Smart Rain Barrel

The best way for me to participate in Justine’s hobbies is to over-engineer them and her garden is no different. To reduce the water we use to water her garden I came up with a smart water barrel that:

  • Can turn the pump for the barrel water on and off
  • Has four float switches to detect the barrel water level
  • Uses two valves to select barrel water or city water
  • Monitors two soil moisture sensors to determine if watering is needed
  • Connects to my Home Assistant automation server for control and logging
  • Uses the weather forecast to postpone watering if rain is imminent

Here is my Friday Demo presentation about the rain barrel I gave at the beginning of Recurse Center.

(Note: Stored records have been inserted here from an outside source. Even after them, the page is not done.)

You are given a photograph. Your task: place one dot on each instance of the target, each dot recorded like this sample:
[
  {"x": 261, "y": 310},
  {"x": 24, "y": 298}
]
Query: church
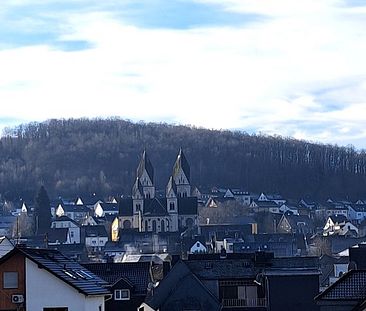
[{"x": 145, "y": 212}]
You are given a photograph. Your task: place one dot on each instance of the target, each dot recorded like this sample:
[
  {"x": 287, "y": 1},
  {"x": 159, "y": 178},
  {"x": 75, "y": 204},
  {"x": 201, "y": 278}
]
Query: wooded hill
[{"x": 82, "y": 156}]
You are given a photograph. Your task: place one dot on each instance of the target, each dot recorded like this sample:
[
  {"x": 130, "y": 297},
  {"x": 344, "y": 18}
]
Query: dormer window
[
  {"x": 171, "y": 206},
  {"x": 121, "y": 294}
]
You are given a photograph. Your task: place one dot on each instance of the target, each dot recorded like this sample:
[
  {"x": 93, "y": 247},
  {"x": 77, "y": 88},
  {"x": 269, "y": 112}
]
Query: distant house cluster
[{"x": 183, "y": 248}]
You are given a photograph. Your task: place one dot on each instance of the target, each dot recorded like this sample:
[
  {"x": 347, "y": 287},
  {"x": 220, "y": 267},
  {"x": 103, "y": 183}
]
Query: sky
[{"x": 275, "y": 67}]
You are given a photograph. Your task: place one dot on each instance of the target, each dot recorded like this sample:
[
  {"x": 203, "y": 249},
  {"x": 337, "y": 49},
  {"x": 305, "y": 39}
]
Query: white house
[
  {"x": 72, "y": 226},
  {"x": 198, "y": 247},
  {"x": 5, "y": 246},
  {"x": 44, "y": 279},
  {"x": 357, "y": 212}
]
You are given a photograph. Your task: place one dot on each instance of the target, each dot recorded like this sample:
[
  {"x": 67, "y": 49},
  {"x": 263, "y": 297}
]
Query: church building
[{"x": 146, "y": 212}]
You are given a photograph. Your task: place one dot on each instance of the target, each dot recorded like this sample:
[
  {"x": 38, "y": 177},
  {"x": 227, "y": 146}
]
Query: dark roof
[
  {"x": 187, "y": 206},
  {"x": 295, "y": 219},
  {"x": 155, "y": 207},
  {"x": 109, "y": 206},
  {"x": 57, "y": 235},
  {"x": 358, "y": 207},
  {"x": 351, "y": 286},
  {"x": 266, "y": 204},
  {"x": 181, "y": 163},
  {"x": 138, "y": 274},
  {"x": 221, "y": 269},
  {"x": 145, "y": 164},
  {"x": 126, "y": 207},
  {"x": 67, "y": 270},
  {"x": 75, "y": 208},
  {"x": 338, "y": 218},
  {"x": 97, "y": 230},
  {"x": 65, "y": 218},
  {"x": 178, "y": 276}
]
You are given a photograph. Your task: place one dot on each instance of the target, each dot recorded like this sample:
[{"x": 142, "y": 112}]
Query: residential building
[
  {"x": 255, "y": 281},
  {"x": 44, "y": 279}
]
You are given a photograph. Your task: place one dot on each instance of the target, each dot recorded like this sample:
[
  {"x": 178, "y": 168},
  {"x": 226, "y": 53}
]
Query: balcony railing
[{"x": 239, "y": 303}]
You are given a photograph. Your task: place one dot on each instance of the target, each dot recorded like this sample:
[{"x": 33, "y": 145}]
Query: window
[
  {"x": 10, "y": 280},
  {"x": 122, "y": 294}
]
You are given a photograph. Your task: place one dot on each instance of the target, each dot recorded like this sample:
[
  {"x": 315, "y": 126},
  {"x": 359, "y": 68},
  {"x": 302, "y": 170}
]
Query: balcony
[{"x": 244, "y": 303}]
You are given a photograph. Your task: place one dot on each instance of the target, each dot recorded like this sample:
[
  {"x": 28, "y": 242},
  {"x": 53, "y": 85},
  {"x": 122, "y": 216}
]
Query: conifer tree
[{"x": 42, "y": 211}]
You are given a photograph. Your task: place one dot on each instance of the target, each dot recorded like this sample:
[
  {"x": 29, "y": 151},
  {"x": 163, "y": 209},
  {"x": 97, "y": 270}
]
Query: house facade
[{"x": 43, "y": 279}]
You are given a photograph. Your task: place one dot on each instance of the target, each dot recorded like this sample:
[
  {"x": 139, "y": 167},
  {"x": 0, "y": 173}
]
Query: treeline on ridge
[{"x": 82, "y": 156}]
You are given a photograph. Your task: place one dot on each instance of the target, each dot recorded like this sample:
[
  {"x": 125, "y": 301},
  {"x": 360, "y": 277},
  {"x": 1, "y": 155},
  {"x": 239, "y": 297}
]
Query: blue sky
[{"x": 284, "y": 67}]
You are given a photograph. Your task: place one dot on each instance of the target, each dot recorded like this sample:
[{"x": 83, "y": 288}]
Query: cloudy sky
[{"x": 285, "y": 67}]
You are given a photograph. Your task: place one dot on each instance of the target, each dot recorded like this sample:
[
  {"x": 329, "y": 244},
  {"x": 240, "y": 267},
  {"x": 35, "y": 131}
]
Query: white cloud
[{"x": 271, "y": 76}]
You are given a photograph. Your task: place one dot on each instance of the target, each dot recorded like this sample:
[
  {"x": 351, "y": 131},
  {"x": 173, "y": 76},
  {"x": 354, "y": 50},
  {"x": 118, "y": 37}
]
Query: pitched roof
[
  {"x": 98, "y": 230},
  {"x": 181, "y": 163},
  {"x": 338, "y": 218},
  {"x": 295, "y": 219},
  {"x": 351, "y": 286},
  {"x": 65, "y": 218},
  {"x": 178, "y": 276},
  {"x": 358, "y": 207},
  {"x": 65, "y": 269},
  {"x": 59, "y": 235},
  {"x": 75, "y": 208},
  {"x": 109, "y": 207},
  {"x": 155, "y": 207},
  {"x": 266, "y": 204},
  {"x": 187, "y": 206},
  {"x": 221, "y": 269},
  {"x": 145, "y": 164},
  {"x": 138, "y": 274},
  {"x": 125, "y": 207}
]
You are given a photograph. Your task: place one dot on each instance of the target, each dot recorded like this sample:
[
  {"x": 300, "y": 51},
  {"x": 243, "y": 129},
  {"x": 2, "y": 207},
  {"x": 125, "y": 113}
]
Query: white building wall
[{"x": 46, "y": 290}]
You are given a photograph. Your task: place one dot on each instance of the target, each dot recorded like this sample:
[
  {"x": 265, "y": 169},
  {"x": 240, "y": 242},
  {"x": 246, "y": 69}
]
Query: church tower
[
  {"x": 145, "y": 174},
  {"x": 181, "y": 175},
  {"x": 172, "y": 204}
]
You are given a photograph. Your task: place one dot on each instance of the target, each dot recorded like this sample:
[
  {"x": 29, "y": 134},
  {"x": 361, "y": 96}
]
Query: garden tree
[{"x": 42, "y": 211}]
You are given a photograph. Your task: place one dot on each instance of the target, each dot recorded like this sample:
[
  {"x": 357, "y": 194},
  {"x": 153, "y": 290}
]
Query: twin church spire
[{"x": 178, "y": 184}]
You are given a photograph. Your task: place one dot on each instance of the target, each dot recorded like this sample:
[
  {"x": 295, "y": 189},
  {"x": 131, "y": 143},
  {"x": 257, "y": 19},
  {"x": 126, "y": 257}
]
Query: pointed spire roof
[
  {"x": 171, "y": 186},
  {"x": 137, "y": 187},
  {"x": 145, "y": 164},
  {"x": 182, "y": 163}
]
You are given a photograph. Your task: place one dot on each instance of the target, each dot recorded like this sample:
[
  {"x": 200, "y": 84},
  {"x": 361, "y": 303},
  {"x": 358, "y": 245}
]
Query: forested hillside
[{"x": 81, "y": 156}]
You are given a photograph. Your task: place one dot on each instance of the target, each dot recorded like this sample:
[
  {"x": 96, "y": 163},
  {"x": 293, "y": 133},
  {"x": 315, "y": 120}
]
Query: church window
[{"x": 154, "y": 225}]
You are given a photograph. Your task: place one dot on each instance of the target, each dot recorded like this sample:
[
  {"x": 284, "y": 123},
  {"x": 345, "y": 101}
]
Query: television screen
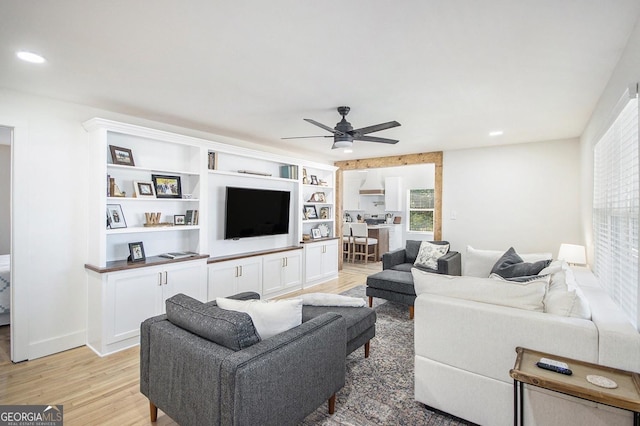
[{"x": 254, "y": 212}]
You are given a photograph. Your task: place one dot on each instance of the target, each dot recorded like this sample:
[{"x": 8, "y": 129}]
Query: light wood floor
[{"x": 105, "y": 391}]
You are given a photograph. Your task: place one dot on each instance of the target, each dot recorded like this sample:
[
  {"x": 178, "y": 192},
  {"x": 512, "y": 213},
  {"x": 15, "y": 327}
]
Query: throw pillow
[
  {"x": 512, "y": 265},
  {"x": 233, "y": 330},
  {"x": 527, "y": 295},
  {"x": 270, "y": 317},
  {"x": 478, "y": 263},
  {"x": 429, "y": 254}
]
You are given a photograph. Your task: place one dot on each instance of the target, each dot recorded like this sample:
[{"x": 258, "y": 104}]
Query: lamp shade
[{"x": 573, "y": 253}]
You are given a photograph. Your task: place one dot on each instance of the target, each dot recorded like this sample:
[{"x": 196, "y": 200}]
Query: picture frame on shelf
[
  {"x": 318, "y": 197},
  {"x": 325, "y": 212},
  {"x": 310, "y": 212},
  {"x": 143, "y": 189},
  {"x": 167, "y": 186},
  {"x": 136, "y": 252},
  {"x": 115, "y": 217},
  {"x": 121, "y": 156}
]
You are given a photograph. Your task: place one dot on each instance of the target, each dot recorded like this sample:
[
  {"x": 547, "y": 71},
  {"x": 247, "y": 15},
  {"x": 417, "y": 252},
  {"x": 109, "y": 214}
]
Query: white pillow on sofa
[
  {"x": 270, "y": 317},
  {"x": 527, "y": 295},
  {"x": 478, "y": 263}
]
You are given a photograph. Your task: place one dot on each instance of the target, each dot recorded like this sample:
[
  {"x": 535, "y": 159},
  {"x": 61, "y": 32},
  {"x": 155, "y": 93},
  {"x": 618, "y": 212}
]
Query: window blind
[{"x": 616, "y": 202}]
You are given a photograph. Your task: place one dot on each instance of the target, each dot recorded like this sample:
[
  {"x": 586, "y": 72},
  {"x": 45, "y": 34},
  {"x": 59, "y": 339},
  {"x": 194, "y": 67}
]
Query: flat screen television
[{"x": 253, "y": 212}]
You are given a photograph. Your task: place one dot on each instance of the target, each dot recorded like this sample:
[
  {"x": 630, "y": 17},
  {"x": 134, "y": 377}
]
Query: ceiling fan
[{"x": 344, "y": 134}]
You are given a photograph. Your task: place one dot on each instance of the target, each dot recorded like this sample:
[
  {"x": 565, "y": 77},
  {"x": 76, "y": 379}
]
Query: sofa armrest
[
  {"x": 393, "y": 258},
  {"x": 482, "y": 337},
  {"x": 450, "y": 264},
  {"x": 300, "y": 368}
]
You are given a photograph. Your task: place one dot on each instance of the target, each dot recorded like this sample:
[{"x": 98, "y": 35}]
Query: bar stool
[
  {"x": 347, "y": 240},
  {"x": 362, "y": 243}
]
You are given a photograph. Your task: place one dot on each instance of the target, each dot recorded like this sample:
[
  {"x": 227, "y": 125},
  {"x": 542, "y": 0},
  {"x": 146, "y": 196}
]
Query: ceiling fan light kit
[{"x": 344, "y": 134}]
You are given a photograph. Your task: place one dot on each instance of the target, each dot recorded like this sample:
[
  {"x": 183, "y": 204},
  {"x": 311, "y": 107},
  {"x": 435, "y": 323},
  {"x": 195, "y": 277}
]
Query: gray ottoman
[
  {"x": 361, "y": 324},
  {"x": 393, "y": 285}
]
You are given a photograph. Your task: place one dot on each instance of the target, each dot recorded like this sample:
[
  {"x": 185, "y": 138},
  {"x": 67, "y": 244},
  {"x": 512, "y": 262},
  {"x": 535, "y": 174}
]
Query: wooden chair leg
[
  {"x": 153, "y": 411},
  {"x": 332, "y": 404}
]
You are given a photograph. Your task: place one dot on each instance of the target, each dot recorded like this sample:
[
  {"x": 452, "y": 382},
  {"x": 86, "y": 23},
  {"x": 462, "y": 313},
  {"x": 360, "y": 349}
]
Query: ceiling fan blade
[
  {"x": 322, "y": 126},
  {"x": 376, "y": 128},
  {"x": 306, "y": 137},
  {"x": 375, "y": 139}
]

The components are all installed in a waterproof project box. I 3D printed brackets to hold the miscellaneous circuit boards. I used various waterproof cable glands and cheap waterproof connectors to connect the pumps, valves, and sensors to the box. The wiring is messy in this photo because I didn’t want to lock it down until all the programming is done.

The communication between Home Assistant and the rain barrel controller is via MQTT – a simple messaging service for IOT devices.  It’s very easy to do things like “send the water level” and then have Home Assistant recognize that as sensor data. The MQTT client controlling the rain barrel runs code I wrote in C++ running on an ESP8266 IoT board. The rain barrel controller sends periodic sensor data and listens for command messages to actuate the valves and pumps.

Here is the wiring for the rain barrel.

Right now I’m just manually triggering the rain barrel to water but the next step is to implement a “water tomorrow at 6am for X amount of time” button to delay watering to an optimal time of day.  If that goes well and I feel like I have a good handle on the sensor data I’d like to implement a “water tomorrow at 6am for X amount of time if it’s not going to rain and the soil is dry” routine.

The barrel is a trash can which I bought in white to match the house but turns out to be a poor color choice since algae gets enough light to grow inside. Since it’s below the garden, there’s a sump pump inside and or this project I redid the plumbing after the pump to add the two automatic valves in a Y configuration feeding the spigot.

Here’s what the rain barrel dashboard looks like in Home Assistant. I created custom control panels using Home Assistant community components.

One page is the controls where you can actuate the valves and turn the pump on and off.  There’s also two commands you can send to the rain barrel to enable faster logging of the soil moisture (because I’m using an extra mechanical relay to mux the two soil moisture sensors to one analog input, I only check the soil moisture a few times an hour because otherwise the relay would have hundreds of thousands of cycles in only a few years of operation).  The one soil moisture sensor is unplugged at the moment so the readings are screwy.  For that matter, I’m still trying to figure out if the capacitive soil moisture sensor actually produces any useful data.  The water level data seem reasonably well behaved after lots of averaging.

The other page is a weather dashboard centered around the weather forecast for the next few days including a grid of dials that show the amount of rain and probability of the next four days.